Martin Scorsese described the work of Satyajit Ray as “treasures of cinema” that should be watched by “everyone with an interest in film”. The Japanese master Akira Kurosawa went further: “Not to have seen the cinema of Ray means existing in the world without seeing the sun or the moon.” Given how rarely the Bengali director’s work is now available to view, many film lovers will not have seen some of the foundational wonders of the art form. So the British Film Institute is to be congratulated for its retrospective of Ray. Running to the end of August and screening in cinemas across the UK, it takes in everything he made for the big screen.

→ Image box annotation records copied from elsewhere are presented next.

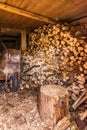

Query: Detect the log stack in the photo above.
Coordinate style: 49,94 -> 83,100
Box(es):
21,23 -> 87,101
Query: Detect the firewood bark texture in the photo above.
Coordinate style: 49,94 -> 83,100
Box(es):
21,24 -> 87,101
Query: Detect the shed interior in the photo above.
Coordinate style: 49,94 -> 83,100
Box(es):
0,0 -> 87,130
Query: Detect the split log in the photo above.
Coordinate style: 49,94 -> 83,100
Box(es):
39,84 -> 69,127
54,117 -> 71,130
79,110 -> 87,121
72,90 -> 87,110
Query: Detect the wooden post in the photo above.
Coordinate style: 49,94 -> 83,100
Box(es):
21,30 -> 27,50
39,85 -> 69,127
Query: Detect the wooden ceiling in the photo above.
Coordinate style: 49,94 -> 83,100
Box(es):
0,0 -> 87,30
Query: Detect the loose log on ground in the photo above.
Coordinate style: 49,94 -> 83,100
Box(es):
39,84 -> 69,127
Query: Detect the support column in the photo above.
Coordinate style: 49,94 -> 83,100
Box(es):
21,30 -> 27,50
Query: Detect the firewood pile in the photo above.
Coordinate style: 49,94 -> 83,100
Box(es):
21,23 -> 87,101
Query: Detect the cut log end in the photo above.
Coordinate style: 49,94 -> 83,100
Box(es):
39,85 -> 69,127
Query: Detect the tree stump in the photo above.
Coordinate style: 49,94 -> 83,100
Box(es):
39,84 -> 69,127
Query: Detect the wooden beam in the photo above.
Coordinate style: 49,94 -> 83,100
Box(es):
21,30 -> 27,50
0,27 -> 21,34
0,2 -> 57,24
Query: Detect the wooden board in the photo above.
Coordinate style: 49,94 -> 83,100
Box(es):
0,0 -> 87,29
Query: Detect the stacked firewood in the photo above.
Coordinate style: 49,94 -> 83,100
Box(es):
21,24 -> 87,101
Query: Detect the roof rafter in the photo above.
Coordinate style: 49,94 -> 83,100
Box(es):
0,2 -> 57,24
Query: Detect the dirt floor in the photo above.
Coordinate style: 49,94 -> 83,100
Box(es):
0,90 -> 49,130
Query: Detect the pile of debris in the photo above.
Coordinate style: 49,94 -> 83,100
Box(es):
21,24 -> 87,101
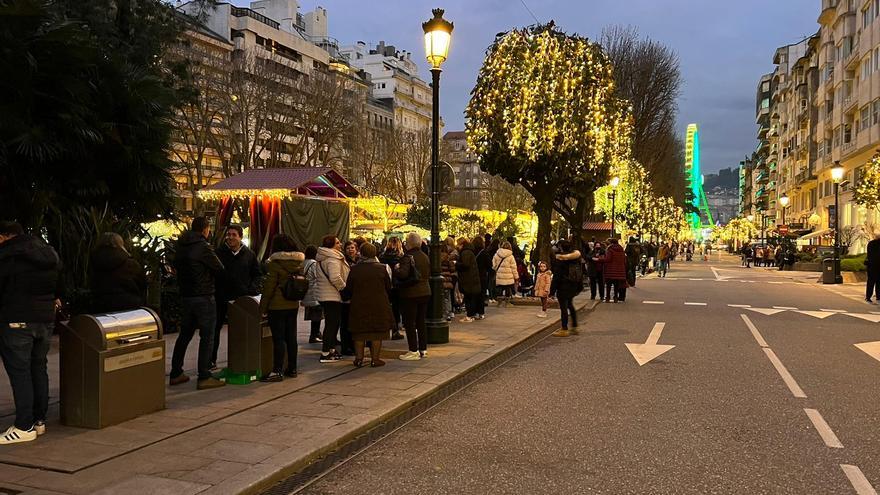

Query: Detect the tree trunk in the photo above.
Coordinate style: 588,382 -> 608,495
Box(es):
535,194 -> 553,263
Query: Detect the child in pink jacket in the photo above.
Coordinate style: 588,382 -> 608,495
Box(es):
535,261 -> 553,318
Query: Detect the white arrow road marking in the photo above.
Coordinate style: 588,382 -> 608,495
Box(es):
739,315 -> 770,347
846,313 -> 880,323
764,347 -> 807,399
840,464 -> 877,495
804,409 -> 843,449
626,322 -> 675,366
853,340 -> 880,361
795,311 -> 837,320
745,308 -> 785,316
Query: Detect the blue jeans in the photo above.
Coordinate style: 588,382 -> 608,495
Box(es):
171,296 -> 217,380
0,323 -> 55,430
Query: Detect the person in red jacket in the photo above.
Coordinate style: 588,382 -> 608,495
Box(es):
603,239 -> 626,302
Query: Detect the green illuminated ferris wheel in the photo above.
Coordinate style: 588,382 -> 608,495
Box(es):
684,124 -> 715,239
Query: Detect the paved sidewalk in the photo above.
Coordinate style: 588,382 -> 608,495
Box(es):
0,296 -> 594,495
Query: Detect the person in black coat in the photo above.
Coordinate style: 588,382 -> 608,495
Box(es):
0,222 -> 61,445
89,232 -> 147,313
211,224 -> 263,369
865,234 -> 880,302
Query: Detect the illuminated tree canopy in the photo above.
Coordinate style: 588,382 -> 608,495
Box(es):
465,22 -> 629,259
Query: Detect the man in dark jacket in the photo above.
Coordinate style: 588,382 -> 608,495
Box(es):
865,234 -> 880,302
211,225 -> 263,369
169,217 -> 225,390
0,222 -> 61,445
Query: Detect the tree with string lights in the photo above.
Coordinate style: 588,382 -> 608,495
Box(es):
465,22 -> 628,259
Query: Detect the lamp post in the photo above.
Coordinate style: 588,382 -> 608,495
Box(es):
422,9 -> 453,344
831,161 -> 845,284
779,193 -> 791,225
610,176 -> 620,237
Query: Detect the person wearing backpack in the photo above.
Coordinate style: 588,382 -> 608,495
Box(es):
260,234 -> 309,382
550,239 -> 584,337
394,232 -> 431,361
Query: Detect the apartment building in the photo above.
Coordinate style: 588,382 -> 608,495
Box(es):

If Ray is known for anything in Britain and the US, it is his 1955 classic Pather Panchali (Song of the Open Road), which tells the story of a family in a little village in the Indian state of Bengal, living a life of complete penury. It was a work of amateurs: Ray’s debut as director, first-time actors and an inexperienced crew. Shooting was constantly interrupted by the lack of money and dragged on for years. The music was composed by Ravi Shankar, who was not then the sitar legend he was about to become. Somehow, the near-innocence of everyone involved helped give the final work its sense of conveying a very pure, intimate story. The Observer’s film critic Philip French later praised it as “one of the greatest pictures ever made”. But the singular mistake made by some critics was to see it as a simple story, simply told. It was instead a complex work made by a scholar of film. Ray had met Jean Renoir and studied Vittorio De Sica’s Bicycle Thieves. He was from a family of writers and social reformers who had figured in the 19th-century Bengal renaissance, that answer and challenge by Bengalis to the British colonialists and their culture.